Winderosion setzt ein, wenn mehrere Faktoren zusammenkommen:
- Geringe Bodenbedeckung (z.B. nach Pflug, Saatbettbereitung oder in brachliegenden Flächen)
- Trockene Böden (April 2026 – minus 65 % Niederschlagsdefizit!) und feine Bodenstruktur
- Geringer Humusgehalt
- Hohe Windgeschwindigkeiten (meist ab etwa 5 – 7 m/s in Bodennähe)
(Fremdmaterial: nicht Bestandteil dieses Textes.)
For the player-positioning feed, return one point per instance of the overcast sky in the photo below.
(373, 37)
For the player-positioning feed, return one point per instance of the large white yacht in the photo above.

Besonders kritisch sind Frühjahr und Herbst, wenn Böden oft offen liegen und Vegetation fehlt. Leichte Sand- und Lössböden sind stärker gefährdet als schwere Tonböden.
Wie läuft Winderosion ab?
Der Wind löst zunächst feinste Bodenpartikel (Staub), die in Schwebe weitertransportiert werden. Größere Partikel beginnen zu „springen“ (Saltation) und schlagen weitere Bodenteilchen los. Das führt zu einer Kettenreaktion mit zunehmendem Bodenverlust.
Folgen der Winderosion
Die Auswirkungen sind sowohl kurzfristig als auch langfristig spürbar:
- Verlust des wertvollen Oberbodens (Humus, Nährstoffe, Bodenleben) und Verschlechterung der Bodenstruktur
- Geringere Wasserhaltefähigkeit
- Ertragsminderungen
- Verwehungen von Boden auf Wege, Straßen oder Nachbarflächen
Wie hoch ist der Bodenverlust?
- Gering:
< 1 t Boden/ha/Jahr
→ kaum sichtbar, langfristig aber relevat - Mittel:
1 – 10 t/ha/Jahr
→ schon Ertragseinbußen möglich - Stark:
10 – 50 t/ha/Jahr
→ deutliche Schäden, Feinboden geht verloren - Extrem (Sturmereignisse):
50 bis über 100 t/ha in kurzer Zeit
→ ganze Oberbodenschichten können abgetragen werden
Vorbeugung und Minimierung
Landwirtschaftliche Maßnahmen können das Risiko deutlich senken:
- Ganzjährige Bodenbedeckung durch Zwischenfrüchte und Mulch- bzw. Direktsaat
- Reduzierte Bodenbearbeitung
- Erhalt und Aufbau von Humus
- Windschutz durch Hecken, Feldgehölze oder Streifen, Agroforstanlagen
- Angepasste Schlaglängen und -ausrichtung quer zur Hauptwindrichtung sowie Schlagteilungen (Winterungen / Sommerungen)
Fazit
Winderosion ist oft nur schwer erkennbar bzw. unsichtbar, aber ihre Folgen sind nachhaltig und teuer. Vor allem auf leichten Standorten lohnt es sich, gezielt Gegenmaßnahmen einzuplanen. Ein gut bedeckter, humusreicher Boden ist der beste Schutz – für stabile Erträge und eine zukunftsfähige Landwirtschaft.